Con negritas

La codicia se cuela por los resquicios de la crisis

Hace cuatro meses y medio que los líderes del G-20 se dieron cita en Washington una fría mañana de noviembre para sentar las bases del nuevo orden financiero internacional. Hubo quien confió en que aquella cita fuese una reedición de la conferencia de Bretton Woods, que en 1944 estableció las reglas de juego para las relaciones comerciales y monetarias entre los grandes países industrializados. El mundo observaba con espanto el imparable resquebrajamiento de la economía y reclamaba una acción concertada antes de que todo se viniera estrepitosamente abajo.

La cumbre de Washigton, sin embargo, pasó de puntillas sobre los excesos del capitalismo y alumbró un catálogo vaporoso de medidas destinadas a apuntalar el sistema sin cuestionarlo a fondo.
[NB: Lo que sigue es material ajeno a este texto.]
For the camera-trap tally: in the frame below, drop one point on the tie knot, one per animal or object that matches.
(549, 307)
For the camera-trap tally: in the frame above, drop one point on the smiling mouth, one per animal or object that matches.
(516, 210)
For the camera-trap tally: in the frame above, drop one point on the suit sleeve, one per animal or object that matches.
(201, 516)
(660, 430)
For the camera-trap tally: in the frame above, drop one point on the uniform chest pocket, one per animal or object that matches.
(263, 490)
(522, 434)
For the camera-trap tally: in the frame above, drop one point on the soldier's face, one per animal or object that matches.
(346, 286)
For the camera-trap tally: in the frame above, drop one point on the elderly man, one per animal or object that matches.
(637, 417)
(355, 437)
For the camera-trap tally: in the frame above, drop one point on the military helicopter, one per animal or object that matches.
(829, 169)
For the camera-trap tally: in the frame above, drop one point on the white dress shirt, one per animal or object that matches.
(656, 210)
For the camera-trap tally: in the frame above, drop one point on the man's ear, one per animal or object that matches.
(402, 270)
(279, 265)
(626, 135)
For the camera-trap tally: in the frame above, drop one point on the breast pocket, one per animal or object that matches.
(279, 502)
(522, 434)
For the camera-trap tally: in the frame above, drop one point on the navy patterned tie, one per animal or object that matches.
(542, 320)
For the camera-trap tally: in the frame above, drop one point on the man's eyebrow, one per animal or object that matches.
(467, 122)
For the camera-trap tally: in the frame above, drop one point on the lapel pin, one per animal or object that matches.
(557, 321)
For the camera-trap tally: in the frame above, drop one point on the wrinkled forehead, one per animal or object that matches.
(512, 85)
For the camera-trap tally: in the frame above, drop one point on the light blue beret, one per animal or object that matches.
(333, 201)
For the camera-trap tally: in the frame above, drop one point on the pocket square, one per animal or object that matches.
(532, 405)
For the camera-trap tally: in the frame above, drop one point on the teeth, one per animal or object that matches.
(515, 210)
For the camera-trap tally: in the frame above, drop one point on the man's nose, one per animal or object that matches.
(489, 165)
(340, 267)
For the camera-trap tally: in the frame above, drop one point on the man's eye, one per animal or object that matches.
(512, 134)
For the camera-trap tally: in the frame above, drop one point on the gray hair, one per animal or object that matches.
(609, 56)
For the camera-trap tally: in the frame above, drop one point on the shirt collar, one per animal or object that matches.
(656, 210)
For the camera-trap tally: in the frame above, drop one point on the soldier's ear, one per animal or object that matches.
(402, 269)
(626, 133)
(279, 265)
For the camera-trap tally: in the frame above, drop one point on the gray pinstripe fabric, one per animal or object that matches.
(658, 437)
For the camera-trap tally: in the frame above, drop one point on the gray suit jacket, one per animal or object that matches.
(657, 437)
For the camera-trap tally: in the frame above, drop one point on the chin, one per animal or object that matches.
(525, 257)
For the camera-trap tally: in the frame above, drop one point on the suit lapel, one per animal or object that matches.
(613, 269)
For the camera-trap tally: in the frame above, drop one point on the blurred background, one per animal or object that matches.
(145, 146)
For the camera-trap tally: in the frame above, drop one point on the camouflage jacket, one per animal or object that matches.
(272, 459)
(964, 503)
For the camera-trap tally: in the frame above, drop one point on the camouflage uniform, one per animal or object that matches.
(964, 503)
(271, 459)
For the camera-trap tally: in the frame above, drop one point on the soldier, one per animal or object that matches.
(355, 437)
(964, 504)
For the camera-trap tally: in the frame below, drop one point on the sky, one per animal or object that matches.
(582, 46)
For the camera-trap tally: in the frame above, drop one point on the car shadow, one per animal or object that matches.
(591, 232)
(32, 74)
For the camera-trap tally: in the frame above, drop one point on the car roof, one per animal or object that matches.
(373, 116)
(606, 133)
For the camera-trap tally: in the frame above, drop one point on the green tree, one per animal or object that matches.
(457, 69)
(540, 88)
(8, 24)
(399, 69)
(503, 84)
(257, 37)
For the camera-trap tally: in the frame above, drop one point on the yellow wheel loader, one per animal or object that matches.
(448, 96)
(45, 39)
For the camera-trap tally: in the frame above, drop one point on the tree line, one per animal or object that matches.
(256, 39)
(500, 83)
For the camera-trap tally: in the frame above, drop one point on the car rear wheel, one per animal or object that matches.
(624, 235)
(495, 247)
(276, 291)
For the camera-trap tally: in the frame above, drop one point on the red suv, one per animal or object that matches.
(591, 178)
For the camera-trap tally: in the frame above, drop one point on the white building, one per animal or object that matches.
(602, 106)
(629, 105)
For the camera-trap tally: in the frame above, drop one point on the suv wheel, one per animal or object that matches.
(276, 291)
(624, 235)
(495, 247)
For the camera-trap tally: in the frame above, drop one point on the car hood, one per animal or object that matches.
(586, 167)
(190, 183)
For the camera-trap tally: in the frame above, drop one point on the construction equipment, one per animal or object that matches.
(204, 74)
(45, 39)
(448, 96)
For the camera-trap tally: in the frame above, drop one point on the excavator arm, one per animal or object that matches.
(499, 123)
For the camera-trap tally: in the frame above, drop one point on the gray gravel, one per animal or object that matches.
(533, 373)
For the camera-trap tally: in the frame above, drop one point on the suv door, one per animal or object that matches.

De ahí que haya sido poco útil para conseguir que el temporal amaine, a pesar de la abrumadora cantidad de dinero que los Estados han puesto sobre la mesa desde entonces. Cuatro billones de euros han salido ya o van a salir en los próximos años de los bolsillos de los contribuyentes para taponar la vía de agua que amenaza con hundir la economía.

Semejante esfuerzo, que probablemente una sola generación no acabará de pagar, podría ser asumido con resignación si no fuera por el irritante comportamiento de algunos de los más esmerados arquitectos de este colosal desastre. Altos ejecutivos de compañías socorridas con abundantes recursos públicos en Estados Unidos y en Europa se siguen embolsando alegremente sobresueldos de escándalo, como si aquí no hubiera pasado nada. Merril Lynch, Société Générale, AIG... son cuentas de un largo rosario, seguramente todavía inacabado, de oprobio y desvergüenza.